She held a small digital recorder in her hand and said, "Mr. Brandt, if I could have just a few minutes of your time. My name is Jessie Morgan. I'm a journalist and I have some questions."
Under other circumstances, talking to this woman might have been quite a pleasant experience, Michael thought, but not now. He had a great deal on his mind— the mission that had brought him here, for one thing, and the fact that mere moments earlier he had been fighting for his life, a sure sign that his enemies knew he was in town. He shook his head, brushed past her and strode toward the huge glass front doors of the office building, saying over his shoulder, "Sorry, I don't have any time right now."
As he left the place, he didn't look back.
It never occurred to him that she wouldn't take no for an answer.
Hating Michael Brandt would have been very easy if he hadn't been so ruggedly handsome, Jessie thought as she hurried to catch up to him on the sidewalk outside the building. Tall and obviously muscular under his casual but expensive clothes, he moved with an elegant, tautly controlled grace that reminded her of a stalking cougar. Intense blue eyes gazed out from a compelling, rough-hewn face. His sandy hair was cut short but was still long enough to tousle a little in the front.
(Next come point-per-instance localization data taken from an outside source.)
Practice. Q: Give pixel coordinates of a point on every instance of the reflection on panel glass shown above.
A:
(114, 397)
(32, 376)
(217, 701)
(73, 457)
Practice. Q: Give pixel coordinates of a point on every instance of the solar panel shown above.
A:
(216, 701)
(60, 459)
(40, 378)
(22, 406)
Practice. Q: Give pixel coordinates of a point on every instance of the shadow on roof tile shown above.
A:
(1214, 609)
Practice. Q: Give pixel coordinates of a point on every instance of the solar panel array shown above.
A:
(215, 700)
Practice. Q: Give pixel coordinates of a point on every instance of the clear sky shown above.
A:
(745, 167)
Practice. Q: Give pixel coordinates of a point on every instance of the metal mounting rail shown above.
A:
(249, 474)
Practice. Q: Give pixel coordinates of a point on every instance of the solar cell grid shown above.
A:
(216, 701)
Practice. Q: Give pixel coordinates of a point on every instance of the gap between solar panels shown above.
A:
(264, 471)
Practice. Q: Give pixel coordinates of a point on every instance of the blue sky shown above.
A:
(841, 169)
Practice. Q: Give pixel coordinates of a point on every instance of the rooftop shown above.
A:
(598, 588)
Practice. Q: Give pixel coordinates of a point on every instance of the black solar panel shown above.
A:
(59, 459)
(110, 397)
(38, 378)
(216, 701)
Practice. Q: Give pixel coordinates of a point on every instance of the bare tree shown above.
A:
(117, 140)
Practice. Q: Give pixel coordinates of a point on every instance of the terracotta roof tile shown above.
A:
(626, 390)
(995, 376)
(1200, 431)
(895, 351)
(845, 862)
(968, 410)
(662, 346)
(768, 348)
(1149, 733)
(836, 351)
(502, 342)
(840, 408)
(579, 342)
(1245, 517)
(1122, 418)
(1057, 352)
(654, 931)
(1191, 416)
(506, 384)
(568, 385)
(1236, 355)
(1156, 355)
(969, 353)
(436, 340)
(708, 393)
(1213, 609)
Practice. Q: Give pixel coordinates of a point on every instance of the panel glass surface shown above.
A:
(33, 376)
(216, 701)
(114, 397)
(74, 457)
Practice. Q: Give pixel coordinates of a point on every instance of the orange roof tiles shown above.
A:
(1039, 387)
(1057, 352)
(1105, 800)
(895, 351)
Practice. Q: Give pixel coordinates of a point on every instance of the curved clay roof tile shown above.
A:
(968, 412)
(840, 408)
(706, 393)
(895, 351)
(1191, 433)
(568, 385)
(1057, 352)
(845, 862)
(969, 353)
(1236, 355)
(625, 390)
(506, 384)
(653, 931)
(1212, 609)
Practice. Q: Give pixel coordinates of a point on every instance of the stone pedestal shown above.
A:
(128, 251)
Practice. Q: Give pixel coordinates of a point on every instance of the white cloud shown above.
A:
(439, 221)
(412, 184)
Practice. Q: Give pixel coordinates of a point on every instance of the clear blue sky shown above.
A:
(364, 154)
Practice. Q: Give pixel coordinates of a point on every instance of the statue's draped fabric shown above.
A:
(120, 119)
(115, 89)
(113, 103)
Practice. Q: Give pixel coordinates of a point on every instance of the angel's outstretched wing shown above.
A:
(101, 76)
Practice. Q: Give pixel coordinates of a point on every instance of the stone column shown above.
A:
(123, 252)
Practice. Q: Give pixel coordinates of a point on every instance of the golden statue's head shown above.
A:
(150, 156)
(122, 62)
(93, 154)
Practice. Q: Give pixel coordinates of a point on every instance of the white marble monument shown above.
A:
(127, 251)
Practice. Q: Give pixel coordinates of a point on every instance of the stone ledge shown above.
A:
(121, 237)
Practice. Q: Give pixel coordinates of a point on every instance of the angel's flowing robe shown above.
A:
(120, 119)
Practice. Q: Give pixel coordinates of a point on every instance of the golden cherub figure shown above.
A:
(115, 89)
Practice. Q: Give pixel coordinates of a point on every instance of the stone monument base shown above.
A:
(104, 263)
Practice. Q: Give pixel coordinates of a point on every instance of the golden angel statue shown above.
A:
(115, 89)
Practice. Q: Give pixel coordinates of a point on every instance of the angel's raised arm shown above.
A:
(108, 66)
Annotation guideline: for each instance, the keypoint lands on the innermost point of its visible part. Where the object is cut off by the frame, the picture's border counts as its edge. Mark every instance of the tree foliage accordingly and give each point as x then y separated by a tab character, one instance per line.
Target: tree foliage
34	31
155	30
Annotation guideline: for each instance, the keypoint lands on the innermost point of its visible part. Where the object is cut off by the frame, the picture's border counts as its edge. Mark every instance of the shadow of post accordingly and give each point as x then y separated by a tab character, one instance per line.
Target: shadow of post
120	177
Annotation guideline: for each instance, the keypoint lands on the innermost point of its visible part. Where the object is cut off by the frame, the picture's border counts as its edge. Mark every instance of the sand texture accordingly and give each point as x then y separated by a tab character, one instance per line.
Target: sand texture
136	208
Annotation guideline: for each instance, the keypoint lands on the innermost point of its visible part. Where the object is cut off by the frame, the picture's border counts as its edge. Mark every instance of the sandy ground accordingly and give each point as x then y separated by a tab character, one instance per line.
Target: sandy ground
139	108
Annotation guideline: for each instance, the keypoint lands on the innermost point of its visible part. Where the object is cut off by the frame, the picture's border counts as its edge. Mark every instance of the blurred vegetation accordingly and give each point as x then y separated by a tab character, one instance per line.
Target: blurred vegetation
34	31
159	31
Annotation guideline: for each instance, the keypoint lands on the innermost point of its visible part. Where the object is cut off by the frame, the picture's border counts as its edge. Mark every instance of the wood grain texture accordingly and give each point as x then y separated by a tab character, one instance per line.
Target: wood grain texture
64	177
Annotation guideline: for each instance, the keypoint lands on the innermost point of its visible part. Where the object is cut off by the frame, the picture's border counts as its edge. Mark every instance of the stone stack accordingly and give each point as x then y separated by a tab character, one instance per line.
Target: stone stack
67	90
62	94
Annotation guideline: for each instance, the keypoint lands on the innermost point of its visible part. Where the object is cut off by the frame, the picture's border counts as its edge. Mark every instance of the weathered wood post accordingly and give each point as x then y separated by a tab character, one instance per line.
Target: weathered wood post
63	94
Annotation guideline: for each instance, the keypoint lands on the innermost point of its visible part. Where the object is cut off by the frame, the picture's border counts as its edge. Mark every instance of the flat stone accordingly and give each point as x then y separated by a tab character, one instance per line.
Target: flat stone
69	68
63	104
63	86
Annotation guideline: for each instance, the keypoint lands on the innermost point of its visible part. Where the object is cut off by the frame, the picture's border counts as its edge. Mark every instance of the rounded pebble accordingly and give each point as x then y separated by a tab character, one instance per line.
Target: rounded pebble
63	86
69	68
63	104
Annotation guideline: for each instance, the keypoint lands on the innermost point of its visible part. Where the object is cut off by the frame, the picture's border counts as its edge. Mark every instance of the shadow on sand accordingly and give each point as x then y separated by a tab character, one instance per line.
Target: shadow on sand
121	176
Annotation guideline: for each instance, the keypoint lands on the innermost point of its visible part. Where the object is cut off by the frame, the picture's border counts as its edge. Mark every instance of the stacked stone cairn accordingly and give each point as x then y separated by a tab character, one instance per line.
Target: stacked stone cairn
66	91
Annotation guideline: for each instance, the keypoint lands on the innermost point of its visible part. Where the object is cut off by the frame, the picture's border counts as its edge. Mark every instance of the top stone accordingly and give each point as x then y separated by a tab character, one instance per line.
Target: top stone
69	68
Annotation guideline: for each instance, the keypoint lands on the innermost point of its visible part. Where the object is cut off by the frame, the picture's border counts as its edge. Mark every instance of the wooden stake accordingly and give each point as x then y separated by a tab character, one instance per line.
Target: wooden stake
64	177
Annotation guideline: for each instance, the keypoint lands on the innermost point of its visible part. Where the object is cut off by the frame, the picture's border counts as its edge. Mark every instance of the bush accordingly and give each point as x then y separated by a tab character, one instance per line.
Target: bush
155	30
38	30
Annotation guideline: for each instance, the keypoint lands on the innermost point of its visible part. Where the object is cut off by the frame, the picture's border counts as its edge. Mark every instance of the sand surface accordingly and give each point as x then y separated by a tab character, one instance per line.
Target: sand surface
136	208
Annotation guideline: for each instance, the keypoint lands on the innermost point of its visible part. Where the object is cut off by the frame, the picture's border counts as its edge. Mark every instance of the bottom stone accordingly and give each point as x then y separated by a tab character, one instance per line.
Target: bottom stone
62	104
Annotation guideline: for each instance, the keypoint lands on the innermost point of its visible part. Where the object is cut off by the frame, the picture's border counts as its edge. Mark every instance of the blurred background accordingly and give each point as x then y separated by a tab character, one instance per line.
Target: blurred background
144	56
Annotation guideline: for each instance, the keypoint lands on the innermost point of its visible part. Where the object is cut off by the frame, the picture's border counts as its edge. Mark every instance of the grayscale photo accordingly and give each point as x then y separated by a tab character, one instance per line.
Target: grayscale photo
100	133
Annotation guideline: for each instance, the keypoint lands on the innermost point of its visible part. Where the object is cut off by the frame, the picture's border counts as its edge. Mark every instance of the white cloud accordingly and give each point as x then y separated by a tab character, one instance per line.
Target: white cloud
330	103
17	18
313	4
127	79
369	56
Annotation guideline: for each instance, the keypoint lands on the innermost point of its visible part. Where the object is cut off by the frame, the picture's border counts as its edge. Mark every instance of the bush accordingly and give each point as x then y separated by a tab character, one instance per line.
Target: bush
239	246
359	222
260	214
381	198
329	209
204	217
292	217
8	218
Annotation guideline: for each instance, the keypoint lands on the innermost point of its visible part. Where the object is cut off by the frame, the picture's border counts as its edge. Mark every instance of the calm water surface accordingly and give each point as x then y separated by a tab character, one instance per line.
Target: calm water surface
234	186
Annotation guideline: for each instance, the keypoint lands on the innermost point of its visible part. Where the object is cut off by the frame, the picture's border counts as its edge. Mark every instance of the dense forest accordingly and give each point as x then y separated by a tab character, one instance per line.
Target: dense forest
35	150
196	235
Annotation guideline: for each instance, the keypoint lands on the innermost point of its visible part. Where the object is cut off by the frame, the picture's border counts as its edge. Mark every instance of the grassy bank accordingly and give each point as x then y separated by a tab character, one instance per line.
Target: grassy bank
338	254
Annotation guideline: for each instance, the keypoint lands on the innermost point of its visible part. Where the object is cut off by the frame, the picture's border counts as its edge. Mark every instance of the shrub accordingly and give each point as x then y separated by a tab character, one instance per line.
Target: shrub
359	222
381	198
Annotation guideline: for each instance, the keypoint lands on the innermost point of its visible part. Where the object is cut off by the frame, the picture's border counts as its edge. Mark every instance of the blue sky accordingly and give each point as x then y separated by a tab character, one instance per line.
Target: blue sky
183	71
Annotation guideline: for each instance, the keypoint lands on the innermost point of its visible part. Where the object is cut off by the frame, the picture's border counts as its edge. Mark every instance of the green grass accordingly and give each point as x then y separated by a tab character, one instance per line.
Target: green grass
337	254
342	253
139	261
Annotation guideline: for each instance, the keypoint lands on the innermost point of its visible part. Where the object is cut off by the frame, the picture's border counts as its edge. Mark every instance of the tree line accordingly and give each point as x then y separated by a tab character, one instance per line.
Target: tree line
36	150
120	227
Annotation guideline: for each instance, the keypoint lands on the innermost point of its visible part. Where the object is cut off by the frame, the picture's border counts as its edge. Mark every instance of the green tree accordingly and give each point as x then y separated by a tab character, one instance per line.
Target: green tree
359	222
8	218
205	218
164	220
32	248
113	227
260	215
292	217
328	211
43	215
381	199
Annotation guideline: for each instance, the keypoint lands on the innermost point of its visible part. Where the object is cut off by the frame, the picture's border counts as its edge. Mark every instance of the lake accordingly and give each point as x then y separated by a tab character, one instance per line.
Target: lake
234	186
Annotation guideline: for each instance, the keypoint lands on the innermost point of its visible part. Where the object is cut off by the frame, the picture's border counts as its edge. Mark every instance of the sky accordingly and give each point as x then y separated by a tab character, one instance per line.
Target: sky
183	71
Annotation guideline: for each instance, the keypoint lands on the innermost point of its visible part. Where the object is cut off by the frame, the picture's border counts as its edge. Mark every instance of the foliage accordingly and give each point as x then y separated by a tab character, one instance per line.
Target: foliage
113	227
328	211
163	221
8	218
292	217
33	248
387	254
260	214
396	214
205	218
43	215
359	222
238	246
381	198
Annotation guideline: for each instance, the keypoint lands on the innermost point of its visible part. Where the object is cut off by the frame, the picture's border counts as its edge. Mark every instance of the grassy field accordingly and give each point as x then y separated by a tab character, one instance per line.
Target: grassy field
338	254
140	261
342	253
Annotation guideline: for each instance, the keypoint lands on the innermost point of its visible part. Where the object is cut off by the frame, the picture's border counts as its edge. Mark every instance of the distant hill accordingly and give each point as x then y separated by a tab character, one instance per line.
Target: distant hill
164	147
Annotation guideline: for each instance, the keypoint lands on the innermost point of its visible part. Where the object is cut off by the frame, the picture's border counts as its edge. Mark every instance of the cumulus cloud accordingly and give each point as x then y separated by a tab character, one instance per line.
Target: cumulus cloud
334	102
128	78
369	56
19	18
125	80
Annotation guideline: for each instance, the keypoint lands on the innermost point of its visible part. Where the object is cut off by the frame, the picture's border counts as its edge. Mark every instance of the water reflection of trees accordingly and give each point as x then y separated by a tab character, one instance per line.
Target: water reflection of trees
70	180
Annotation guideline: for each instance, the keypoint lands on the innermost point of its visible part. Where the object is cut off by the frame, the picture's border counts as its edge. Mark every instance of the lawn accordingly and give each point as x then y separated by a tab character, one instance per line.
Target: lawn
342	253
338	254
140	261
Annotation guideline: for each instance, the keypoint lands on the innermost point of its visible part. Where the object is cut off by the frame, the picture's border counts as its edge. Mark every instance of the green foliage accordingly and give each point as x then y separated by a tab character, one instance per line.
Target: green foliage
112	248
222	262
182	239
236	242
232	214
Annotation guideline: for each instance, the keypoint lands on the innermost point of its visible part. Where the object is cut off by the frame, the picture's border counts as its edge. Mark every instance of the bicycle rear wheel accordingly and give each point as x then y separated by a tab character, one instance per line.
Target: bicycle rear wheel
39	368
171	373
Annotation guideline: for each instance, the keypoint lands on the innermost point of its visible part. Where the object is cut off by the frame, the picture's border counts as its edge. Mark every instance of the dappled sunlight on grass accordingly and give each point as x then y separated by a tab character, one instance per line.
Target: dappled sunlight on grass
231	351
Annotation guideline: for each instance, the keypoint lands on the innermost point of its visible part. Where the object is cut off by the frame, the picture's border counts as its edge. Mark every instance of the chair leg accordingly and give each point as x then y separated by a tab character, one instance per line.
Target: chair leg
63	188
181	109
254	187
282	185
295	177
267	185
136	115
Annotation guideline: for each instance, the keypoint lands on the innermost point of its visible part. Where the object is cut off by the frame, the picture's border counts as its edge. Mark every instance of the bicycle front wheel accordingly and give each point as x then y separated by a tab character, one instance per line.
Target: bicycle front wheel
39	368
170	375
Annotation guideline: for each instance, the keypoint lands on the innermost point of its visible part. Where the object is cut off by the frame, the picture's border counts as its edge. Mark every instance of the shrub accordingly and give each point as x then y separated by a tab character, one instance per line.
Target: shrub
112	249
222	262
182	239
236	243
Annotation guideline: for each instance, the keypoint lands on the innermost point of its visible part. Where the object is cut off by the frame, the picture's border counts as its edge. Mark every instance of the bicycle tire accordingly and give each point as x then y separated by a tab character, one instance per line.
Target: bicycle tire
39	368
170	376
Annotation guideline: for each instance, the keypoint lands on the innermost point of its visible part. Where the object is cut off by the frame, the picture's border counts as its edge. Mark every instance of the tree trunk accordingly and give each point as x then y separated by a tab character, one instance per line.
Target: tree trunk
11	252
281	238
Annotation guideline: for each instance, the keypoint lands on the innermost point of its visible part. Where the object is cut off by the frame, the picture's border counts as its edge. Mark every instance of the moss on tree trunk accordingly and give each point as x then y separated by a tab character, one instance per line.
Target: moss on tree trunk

Some instinct must have warned him that she was coming up behind him, because he looked back sharply over his shoulder at her, his muscles tensing as if he thought he might be under attack.
He relaxed as he recognized her, but he didn't slow down. "I'm sorry, Ms. Morgan," he said as he strode along the sidewalk among towering skyscrapers. "I told you I can't give you an interview right now."
Even though she was almost as tall as him, Jessie had to hurry to keep up. Michael Brandt was the sort of man who didn't look as if he were moving very fast until you realized how much ground he covered.
"Just a few minutes of your time, Mr. Brandt," Jessie said again as she clutched the little recorder. "I'm sure my readers would like to know—"
Brandt stopped short but was able to make it seem graceful rather than abrupt. "What paper do you work for?" he asked.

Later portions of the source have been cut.